In the FEF test, the relationship between emission rate and medium voltage at 11 m/min wire speed was studied more closely: With three measured values, there was a minimum at 1.36 mg/s (optimised with arc length correction -1.5 V). This is the operating point at which short-circuit phenomena occur sporadically, but the arc is not unnecessarily long.

The process without arc length correction generates more emissions (1.72 mg/s) due to the longer arc and higher process performance. As the number of short-circuit phenomena increases with decreasing medium voltage (arc length correction -2.5 V), the welding fume emissions (1.6 mg/s) also increase.

Welders can take matters into their own hands: Welding fume production can be significantly reduced through the targeted selection of welding process, wire speed, and arc length.

To summarize, essentially the welding fume emission rate depends on the deposition rate or process performance, with the material transfer being decisive. If an arc is too short or too long, this leads to higher short-circuit rates and thus to more welding fume emissions.

If, on the other hand, the welding process is optimised using arc length correction and a fume extraction torch, such as the Fronius MTW 500i Exento in combination with a Fronius Exento HighVac extraction system, then up to 99% of welding fumes can be extracted.

High-performance and precise extraction

Fume extraction torches prevent the welding fumes from dispersing at the point where they are generated - at the weld pool itself. They not only protect welding specialists when they are welding, but also anyone else who is in the vicinity of the workpiece.

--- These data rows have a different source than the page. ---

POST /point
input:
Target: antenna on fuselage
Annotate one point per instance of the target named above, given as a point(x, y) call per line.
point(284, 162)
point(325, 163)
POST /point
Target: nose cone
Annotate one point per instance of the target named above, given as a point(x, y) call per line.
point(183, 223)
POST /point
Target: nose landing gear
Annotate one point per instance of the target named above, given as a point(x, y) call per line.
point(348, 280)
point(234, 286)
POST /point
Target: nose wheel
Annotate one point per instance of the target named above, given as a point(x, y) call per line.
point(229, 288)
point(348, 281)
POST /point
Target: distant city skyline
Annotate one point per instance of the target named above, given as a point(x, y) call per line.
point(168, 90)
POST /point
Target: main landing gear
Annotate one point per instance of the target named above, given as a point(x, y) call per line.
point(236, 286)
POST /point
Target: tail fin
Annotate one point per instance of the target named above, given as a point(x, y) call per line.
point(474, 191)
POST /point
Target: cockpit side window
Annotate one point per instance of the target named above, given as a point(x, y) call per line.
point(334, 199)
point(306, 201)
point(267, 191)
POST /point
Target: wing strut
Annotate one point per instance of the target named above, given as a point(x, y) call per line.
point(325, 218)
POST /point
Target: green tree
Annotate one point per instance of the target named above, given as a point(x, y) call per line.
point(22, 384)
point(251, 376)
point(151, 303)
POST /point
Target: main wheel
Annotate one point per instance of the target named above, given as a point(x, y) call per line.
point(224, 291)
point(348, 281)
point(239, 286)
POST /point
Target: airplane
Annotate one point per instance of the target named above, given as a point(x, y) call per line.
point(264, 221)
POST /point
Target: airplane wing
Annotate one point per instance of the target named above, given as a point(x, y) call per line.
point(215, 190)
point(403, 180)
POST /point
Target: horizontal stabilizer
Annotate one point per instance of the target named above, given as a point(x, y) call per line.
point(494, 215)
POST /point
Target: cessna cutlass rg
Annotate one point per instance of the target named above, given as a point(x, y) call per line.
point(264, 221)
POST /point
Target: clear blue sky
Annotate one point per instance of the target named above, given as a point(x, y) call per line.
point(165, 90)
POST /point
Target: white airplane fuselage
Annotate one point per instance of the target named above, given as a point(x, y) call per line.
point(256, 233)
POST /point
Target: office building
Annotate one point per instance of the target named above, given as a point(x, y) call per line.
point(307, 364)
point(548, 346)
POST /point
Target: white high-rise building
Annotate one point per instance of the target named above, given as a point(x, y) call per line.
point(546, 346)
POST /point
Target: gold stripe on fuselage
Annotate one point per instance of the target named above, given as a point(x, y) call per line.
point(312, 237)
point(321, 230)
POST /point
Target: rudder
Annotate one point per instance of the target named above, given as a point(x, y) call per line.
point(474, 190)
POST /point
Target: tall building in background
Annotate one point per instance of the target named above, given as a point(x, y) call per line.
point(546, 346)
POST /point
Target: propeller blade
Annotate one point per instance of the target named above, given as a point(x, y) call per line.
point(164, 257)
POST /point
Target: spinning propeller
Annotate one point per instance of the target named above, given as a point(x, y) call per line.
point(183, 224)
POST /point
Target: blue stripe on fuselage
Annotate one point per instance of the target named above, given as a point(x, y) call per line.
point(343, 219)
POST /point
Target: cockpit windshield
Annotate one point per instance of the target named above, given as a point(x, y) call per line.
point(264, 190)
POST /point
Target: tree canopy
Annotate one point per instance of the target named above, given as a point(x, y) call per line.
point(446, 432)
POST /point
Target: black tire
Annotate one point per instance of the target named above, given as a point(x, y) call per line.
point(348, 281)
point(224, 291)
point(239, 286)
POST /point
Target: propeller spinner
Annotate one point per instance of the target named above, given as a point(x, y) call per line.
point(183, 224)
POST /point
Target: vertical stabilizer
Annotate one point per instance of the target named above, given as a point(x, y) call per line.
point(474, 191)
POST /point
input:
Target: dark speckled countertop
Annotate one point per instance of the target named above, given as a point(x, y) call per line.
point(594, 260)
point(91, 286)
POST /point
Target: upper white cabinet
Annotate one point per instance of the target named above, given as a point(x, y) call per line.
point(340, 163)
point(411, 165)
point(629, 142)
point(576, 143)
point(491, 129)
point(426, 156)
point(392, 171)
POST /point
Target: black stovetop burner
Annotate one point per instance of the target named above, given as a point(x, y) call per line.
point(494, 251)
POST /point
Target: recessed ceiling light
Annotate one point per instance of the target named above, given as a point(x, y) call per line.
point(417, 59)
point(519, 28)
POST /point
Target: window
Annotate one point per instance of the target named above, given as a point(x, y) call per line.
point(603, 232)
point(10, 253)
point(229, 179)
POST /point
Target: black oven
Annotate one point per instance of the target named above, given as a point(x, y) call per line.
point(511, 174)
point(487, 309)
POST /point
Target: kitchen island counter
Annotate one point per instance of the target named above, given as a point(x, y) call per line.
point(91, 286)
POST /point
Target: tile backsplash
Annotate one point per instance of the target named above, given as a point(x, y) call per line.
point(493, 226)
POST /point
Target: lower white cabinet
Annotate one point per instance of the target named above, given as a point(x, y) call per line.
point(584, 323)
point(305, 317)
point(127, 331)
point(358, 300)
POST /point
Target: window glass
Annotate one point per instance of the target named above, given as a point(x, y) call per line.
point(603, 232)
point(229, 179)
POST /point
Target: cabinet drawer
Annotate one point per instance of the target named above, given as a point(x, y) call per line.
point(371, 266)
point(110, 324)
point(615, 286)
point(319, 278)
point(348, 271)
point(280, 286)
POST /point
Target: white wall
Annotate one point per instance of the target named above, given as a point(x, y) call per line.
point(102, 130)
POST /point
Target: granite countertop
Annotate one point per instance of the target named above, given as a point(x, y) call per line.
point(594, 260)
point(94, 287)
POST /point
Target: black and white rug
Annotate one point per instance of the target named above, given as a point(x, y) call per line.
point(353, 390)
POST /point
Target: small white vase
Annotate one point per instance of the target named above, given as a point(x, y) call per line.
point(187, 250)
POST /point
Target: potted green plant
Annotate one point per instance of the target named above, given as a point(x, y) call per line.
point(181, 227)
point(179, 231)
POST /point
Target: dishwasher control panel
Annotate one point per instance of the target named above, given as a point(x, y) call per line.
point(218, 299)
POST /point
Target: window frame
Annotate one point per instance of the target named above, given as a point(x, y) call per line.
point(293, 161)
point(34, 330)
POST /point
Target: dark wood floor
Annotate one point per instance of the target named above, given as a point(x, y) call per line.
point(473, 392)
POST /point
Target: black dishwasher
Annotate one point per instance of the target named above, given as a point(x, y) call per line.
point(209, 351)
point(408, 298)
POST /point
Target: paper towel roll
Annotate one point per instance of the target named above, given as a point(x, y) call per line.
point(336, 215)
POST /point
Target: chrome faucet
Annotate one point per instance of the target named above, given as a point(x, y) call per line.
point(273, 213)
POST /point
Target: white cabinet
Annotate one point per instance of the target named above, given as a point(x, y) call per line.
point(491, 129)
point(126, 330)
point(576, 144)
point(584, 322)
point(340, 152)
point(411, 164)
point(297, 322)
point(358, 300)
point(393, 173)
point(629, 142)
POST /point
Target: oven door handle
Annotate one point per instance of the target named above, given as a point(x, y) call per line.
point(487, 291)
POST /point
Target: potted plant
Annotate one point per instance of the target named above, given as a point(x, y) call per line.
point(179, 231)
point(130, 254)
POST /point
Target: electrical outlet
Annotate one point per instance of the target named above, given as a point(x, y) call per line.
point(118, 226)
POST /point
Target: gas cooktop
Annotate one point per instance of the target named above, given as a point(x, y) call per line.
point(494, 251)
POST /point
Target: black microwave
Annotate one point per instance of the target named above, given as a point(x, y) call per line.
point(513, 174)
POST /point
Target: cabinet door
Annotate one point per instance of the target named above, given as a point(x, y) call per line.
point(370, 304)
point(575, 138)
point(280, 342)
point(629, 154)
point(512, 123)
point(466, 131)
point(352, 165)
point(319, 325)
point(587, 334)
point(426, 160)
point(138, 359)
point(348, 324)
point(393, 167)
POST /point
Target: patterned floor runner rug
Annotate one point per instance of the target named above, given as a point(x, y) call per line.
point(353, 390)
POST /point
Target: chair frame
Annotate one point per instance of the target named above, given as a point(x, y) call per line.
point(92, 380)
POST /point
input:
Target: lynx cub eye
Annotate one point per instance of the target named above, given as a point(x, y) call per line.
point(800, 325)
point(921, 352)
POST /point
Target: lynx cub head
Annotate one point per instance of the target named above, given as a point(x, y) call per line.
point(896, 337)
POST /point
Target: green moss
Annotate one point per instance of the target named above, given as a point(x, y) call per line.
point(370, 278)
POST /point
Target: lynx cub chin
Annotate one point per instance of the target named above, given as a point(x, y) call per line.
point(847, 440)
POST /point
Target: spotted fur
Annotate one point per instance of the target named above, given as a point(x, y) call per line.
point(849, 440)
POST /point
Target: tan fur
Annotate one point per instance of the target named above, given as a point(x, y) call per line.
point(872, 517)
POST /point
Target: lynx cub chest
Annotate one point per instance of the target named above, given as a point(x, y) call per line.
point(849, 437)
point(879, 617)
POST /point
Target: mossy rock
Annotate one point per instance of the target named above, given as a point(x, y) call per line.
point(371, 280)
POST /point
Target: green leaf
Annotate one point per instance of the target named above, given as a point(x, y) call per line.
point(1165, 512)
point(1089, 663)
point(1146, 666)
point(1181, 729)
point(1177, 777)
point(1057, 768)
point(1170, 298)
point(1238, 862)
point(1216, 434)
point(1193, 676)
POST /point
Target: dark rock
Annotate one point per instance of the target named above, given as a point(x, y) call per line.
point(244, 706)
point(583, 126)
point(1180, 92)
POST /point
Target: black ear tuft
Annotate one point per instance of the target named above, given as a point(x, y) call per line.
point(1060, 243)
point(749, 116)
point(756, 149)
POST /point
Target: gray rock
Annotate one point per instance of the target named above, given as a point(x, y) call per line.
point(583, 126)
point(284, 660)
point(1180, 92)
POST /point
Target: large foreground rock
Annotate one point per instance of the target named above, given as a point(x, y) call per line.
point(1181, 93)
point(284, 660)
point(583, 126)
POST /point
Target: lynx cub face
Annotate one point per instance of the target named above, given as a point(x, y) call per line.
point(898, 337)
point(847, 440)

Since it is important welders are not adversely affected by a complex design in terms of their health and productivity, Fronius has paid particular attention to ergonomics when developing its fume extraction torches. They sit perfectly in your hand when welding, while an LED lamp facilitates welding in dark environments and supports quality control. There is no need to move over to the HighVac extraction system to set the extraction capacity; all you need to do is press a button on the handle.

Exento fume extraction torches meet the requirements of standard DIN EN ISO 21904-1 Health and safety in welding and allied processes.